Ojos vigilantes: el caso Ábalos

El ministro Ábalos ha protagonizado el primer escándalo del nuevo gobierno por su sospechosa reunión con la vicepresidenta de Venezuela

El ministro Ábalos ha protagonizado el primer escándalo del nuevo gobierno por su sospechosa reunión con la vicepresidenta de Venezuela

Si el gobierno español, como ha reclamado la oposición, ha cambiado de actitud en relación a su compromiso con la democracia en Venezuela, haría mejor en decirlo alto y claro.

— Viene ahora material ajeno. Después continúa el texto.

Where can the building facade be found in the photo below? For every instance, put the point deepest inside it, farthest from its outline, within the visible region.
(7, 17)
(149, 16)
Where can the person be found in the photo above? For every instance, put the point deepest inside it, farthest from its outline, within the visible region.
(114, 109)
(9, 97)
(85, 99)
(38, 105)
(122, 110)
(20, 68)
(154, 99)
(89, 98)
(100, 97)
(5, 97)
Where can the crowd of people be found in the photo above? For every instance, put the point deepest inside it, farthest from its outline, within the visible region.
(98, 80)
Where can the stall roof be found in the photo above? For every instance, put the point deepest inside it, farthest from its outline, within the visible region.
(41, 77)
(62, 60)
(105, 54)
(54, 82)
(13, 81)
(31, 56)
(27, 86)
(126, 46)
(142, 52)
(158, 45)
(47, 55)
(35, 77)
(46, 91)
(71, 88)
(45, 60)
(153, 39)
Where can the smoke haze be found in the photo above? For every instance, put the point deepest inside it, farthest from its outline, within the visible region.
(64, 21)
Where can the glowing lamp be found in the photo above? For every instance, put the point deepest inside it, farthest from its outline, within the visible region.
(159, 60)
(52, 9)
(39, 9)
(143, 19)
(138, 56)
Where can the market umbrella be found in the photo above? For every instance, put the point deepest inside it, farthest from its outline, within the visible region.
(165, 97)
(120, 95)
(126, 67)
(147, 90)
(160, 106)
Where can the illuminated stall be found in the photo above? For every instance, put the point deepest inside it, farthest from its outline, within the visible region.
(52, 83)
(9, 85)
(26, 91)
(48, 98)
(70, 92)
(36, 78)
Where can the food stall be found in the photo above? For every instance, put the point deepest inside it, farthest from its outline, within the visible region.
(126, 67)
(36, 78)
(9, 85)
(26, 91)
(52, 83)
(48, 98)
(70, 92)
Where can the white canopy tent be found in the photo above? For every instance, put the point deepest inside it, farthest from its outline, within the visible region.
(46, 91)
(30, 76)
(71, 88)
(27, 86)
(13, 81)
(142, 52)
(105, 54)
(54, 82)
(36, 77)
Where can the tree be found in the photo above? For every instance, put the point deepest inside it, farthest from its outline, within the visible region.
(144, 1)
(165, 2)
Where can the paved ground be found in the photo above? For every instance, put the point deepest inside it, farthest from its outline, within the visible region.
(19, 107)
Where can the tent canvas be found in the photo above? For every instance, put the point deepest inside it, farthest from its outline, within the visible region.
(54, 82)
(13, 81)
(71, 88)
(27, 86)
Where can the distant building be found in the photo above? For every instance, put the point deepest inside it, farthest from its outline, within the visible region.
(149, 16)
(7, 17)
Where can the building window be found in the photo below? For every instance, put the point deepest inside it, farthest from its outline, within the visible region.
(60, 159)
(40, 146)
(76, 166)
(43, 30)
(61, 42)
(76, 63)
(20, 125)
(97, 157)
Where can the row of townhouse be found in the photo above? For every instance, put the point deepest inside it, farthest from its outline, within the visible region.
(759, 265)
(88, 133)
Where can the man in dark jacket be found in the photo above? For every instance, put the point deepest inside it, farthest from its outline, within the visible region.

Pobre Ábalos, que mal lo debe estar pasando a causa del Delcygate. ¿Acaso un miembro del gobierno de España no tiene derecho a reunirse a escondidas con una vicepresidenta de un gobierno bolivariano cualquiera? ¿Qué mal puede surgir de una cita amparada en la clandestinidad?

 

Quizá debiera habérselo pensado mejor y recomendar a su jefe, el insigne Pedro Sánchez, que alterase un poco su agenda para reunirse con el presidente encargado, Juan Guaidó, que es a quien reconocen como presidente legítimo la totalidad de los gobiernos democráticos del mundo.

 

A medida que se van conociendo más detalles sobre el encuentro, más sospechoso resulta. Ni queda claro el verdadero contenido de lo hablado, ni la finalidad última del viaje, con una ruta más que sospechosa y que hace pensar que los jerarcas del régimen bolivariano sacan todo el dinero que pueden del país antes de una desbandada general.

 

Si el gobierno español, como ha reclamado la oposición, ha cambiado de actitud en relación a su compromiso con la democracia en Venezuela, haría mejor en decirlo alto y claro. En caso contrario, debería abstenerse de ciertas amistades peligrosas y de dar la oportunidad a un guasón Nicolás Maduro para burlarse de la repercusión del asunto en España.

 

¿Cuál será la siguiente bomba de humo que lance el gobierno para tapar el escándalo? Es posible que Argelia, que con la ampliación unilateral de su zona económica exclusiva se ha plantado de golpe y plumazo en las aguas de las isla de Cabrera, sea una nueva isla de Perejil. Casi resulta posible imaginar las fragatas españolas despachadas en dirección a tierras argelinas, o resultaría, de estar en Estados Unidos, donde los problemas de su gobierno se resuelven bombardeando algo fuera.

 

Por fortuna, el asunto no llegará tan lejos. Los problemas territoriales de este tipo son comunes entre estados y rara es la vez que se llega a un conflicto serio por ello.

 

Con todo, volviendo al tema principal, el gobierno español debe ser más cauto en el futuro sobre la línea que sigue en su política exterior, que debe ser estudiada, coherente y con visión a largo plazo; el compromiso con la democracia y los derechos humanos debe prevalecer sobre otros intereses.

 

Esperemos que Ábalos, y por extensión el gobierno del que forma parte, hayan aprendido una valiosa lección: no se puede ser tan ingenuo como para pensar que no hay nadie mirando.